Blume and Chbosky’s novels are in the YA fiction or young adult fiction category, which is marketed to readers 12 to 18, while Playboy is marketed for mature adults who are 18 and older.
Several organizations that support the right to read, free expression and the First Amendment came out hard against the bill.
Kara Gross, interim political director of ACLU of Florida, called the current proposal “an overly broad censorship bill that raises serious First Amendment concerns,” making it easier to ban books.
“Under existing law, determinations about whether material is harmful to minors must consider whether the work, taken as a whole, has serious literary, artistic, political, or scientific value for minors. This bill ignores Supreme Court precedent and long-established constitutional standards, opening the door to sweeping book bans that target protected speech,” she said.
LGBTQ+ civil rights organization Equality Florida, which opposes the measure, described it as a “book ban expansion bill” that “would supercharge book banning and censorship in Florida’s K-12 schools by discarding a long-standing constitutional standard to make it easier to challenge and remove educational materials.” It said the bill would disproportionately censor and target LGBTQ+ books and result in children being “less informed, less prepared, and less able to think critically.”
PEN America, which advocates free expression worldwide, said Florida is already the “number one book-banning state” and this bill, along with the companion Senate Bill 1692, and other legislation, would drive the state’s book-banning crisis to unimaginable heights.”

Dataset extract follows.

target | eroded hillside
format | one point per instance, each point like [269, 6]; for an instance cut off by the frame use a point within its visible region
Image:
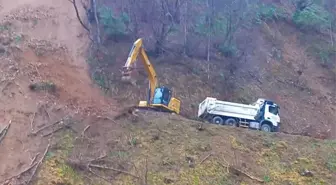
[63, 128]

Another bill headed to the House floor for consideration is HB 1525, which would repeal Florida Statute Section 800.02 and create a new statute that specifically targets indecent exposure near minors. Bankson introduced the bill with Clermont Republican Rep. Taylor Yarkosky, and it’s co-sponsored by Democratic Rep. Johanna López of Orlando.
The House Judiciary Committee unanimously approved the measure on Feb. 3, with 17 votes, including all six Democratic committee members.
Under a new Section 800.035, it would be a third-degree felony for adults to intentionally expose their genitals or perform sex acts while observing a child under 16 “for the purpose of sexual arousal or gratification with zero regard whether that child witnessed it or not,” said Yarkosky during the Feb. 3 Judiciary Committee hearing.
Breastfeeding mothers and people who are “merely nude in a place provided or set apart for that purpose” would be exempt.
There was no public testimony nor any debate during the hearing.
A House analysis said the bill would have an “indeterminate” effect on the number of people being jailed as the creation of a new felony offense could result in more people being jailed under the new law while the retirement of a misdemeanor offense could result in fewer people being jailed.
Another measure currently winding its way through the House is HB 1311. The bill ratifies rules promulgated by the Department of Financial Services and the Office of Financial Regulation so that a 2025 law recognizing qualifying gold and silver coins as legal tender in the state can take effect. The bill primarily addresses regulatory requirements for custodians, financial institutions, and money service businesses that handle these coins.
Bankson introduced HB 1311 on Jan. 8, and the Insurance & Banking Subcommittee unanimously approved it on Jan. 29. It’s now being considered by the Commerce Committee, although no hearing on it has been scheduled yet.